Yikes! What he was describing was, in the view of fellow approver Pauline Kael of The New Yorker, “an unobtrusive little psychological thriller, subtle and very smart” about a psychologically troubled ex-mental patient, played by Anthony Perkins, reintroduced into “normal life” in a quiet New England town, where he meets a curious and attractive high-school student, incarnated by an uncannily perfect Tuesday Weld, and fails miserably in recognizing her true nature underneath her wholesome, fresh-faced persona. As historian and The Great Movie Stars author David Shipman writes of Weld: “More than any actress since Louise Brooks, she was able to suggest both a cherubic innocence of spirit and a satanic enjoyment of evil for its own sake.” Thinking he has the upper hand in their quickly accelerating relationship based on his fanciful imposture of a CIA operative on an undercover mission, he unwittingly uncorks a demon. Kael observes: “Anthony Perkins gives what may be his most sensitively conceived performance; he’s a character who develops from a quirky, sneaky, funny boy into a decent, sympathetic man. He toys with fantasies but knows they’re fantasies. Tuesday Weld plays a small-town girl, crazy for excitement, who accepts his fantasies in a matter-of-fact way and proceeds to act on them. Lorenzo Semple Jr. wrote a beauty of a script (based on Stephen Geller’s novel She Let Him Continue); the horror in the movie isn’t just in the revelation of what the pretty young girl is capable of – it’s in your awareness that the man’s future is being destroyed.” 

Indeed, as precisely realized under the alert direction of feature-film newcomer Noel Black, he was a vintage film-noir man-with-a-past dupe updated for the swinging, counterculture ’60s; given our divided America today, with persistent shadows of darker strains of frustration, intolerance and partisanship underneath calm exteriors, it’s still bracingly relevant. Film Noir: The Encyclopedia essayist Steven M. Sanders observes: “Pretty Poison enacts the kind of noir anxiety that accompanies Pitt’s [Perkins] realization that he has succumbed to a life of fantasy-adventure.

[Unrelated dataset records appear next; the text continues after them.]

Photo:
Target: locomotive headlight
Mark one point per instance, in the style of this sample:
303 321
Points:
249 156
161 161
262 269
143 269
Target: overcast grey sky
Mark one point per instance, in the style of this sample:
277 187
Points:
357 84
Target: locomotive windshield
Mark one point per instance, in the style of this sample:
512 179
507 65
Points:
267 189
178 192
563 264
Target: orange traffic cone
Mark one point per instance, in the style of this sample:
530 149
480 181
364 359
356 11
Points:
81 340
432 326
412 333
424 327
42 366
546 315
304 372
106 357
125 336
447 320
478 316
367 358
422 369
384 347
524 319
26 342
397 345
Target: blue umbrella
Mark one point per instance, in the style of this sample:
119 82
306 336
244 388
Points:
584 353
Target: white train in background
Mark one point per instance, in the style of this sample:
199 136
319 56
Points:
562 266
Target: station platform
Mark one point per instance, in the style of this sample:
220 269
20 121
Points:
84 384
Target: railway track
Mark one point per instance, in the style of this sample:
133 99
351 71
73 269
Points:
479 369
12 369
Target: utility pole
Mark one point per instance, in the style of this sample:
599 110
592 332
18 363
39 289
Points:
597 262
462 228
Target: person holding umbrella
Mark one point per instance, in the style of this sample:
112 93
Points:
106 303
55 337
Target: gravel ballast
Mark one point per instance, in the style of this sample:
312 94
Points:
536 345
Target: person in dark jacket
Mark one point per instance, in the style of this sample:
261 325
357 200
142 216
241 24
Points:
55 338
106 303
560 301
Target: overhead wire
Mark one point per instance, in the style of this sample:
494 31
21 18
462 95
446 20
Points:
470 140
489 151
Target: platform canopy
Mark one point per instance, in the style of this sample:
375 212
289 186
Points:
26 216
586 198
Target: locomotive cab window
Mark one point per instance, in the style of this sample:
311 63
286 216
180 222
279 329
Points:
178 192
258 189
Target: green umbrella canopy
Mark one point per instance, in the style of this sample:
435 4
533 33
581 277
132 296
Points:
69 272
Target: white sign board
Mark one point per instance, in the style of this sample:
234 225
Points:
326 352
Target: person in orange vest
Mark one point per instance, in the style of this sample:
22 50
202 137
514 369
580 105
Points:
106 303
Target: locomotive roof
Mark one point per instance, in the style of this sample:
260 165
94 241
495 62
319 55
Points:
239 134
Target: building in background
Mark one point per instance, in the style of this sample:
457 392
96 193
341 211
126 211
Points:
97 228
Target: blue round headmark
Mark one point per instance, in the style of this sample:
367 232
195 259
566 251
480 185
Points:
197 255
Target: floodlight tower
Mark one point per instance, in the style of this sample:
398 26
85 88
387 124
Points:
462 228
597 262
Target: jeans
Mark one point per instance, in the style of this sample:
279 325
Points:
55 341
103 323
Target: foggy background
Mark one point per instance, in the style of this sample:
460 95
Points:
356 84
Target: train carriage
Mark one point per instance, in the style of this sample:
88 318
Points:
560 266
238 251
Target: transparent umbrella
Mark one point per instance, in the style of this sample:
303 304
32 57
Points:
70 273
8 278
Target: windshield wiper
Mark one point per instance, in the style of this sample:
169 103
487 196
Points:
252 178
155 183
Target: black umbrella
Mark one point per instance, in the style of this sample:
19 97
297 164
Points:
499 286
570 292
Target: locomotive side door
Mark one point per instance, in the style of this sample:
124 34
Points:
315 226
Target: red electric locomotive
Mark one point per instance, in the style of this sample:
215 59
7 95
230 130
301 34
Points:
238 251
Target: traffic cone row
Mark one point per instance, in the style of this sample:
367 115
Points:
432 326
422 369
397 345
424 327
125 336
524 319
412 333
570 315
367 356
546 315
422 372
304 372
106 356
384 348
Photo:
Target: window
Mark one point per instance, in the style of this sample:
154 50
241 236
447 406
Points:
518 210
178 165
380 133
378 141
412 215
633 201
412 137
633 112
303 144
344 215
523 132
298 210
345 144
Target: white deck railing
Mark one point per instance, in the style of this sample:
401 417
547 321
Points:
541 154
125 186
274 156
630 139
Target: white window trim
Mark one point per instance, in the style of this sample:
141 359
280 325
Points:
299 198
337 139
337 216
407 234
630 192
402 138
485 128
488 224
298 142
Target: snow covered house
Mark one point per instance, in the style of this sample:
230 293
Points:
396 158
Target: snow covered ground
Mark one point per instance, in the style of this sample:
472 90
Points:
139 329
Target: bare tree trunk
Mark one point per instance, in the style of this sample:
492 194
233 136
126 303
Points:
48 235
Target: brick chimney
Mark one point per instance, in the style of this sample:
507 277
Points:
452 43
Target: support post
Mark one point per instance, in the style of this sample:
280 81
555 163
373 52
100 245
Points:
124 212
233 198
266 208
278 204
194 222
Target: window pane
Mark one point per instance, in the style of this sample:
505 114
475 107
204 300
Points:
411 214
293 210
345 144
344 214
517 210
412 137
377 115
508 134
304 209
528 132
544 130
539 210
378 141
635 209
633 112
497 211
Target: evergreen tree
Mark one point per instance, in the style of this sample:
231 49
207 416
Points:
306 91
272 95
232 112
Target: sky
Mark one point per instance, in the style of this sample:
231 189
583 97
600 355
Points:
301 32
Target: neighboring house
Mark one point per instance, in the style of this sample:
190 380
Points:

This life suddenly breaks apart when he becomes aware that Sue Ann [Weld] embodies forces far more lethal than any he can find in himself. He realizes how precarious is his hold has been on reality, and this realization immobilizes him as he slips into catastrophe.” Was it all too pretty and too poisonous for 1968? If so, it surely isn’t now. 

Revisiting the film in 2012, Ken Salikof in the New York Daily News connected the dots in his piece, accessible here: The New Yorker’s estimable Richard Brody would later look again and assert: “The film is a brilliant, even riotous reconfiguration of a pile of cinematic clichés, starting with Perkins’ familiar persona, most notably from Psycho, and including tropes from Cold War thrillers, teen date movies, domestic melodramas, medical mysteries and police procedurals. The mash-up makes the film feel like something of a put-on at the same time it feels joltingly real. It’s as if the director both lovingly conjures the textures of daily life in a small New England town, and yet plants cinematic stereotypes there to see whether they’ll thrive. The procedure was New Wave-ish; the motive and the result were political; without a word about Vietnam, civil rights, or any of the variety of heated conflicts that were roiling America and, for that matter, the world, the movie, made in 1968, feels hectic with the political and social passions of the moment, even as it draws on the styles of the past.” Oddly, Perkins, Weld and Black were reportedly dissatisfied with their work on the film despite its subsequent high regard. But Pretty Poison’s pleasures, abundant and subversive, are all accounted for on Twilight Time’s delicious hi-def Blu-ray.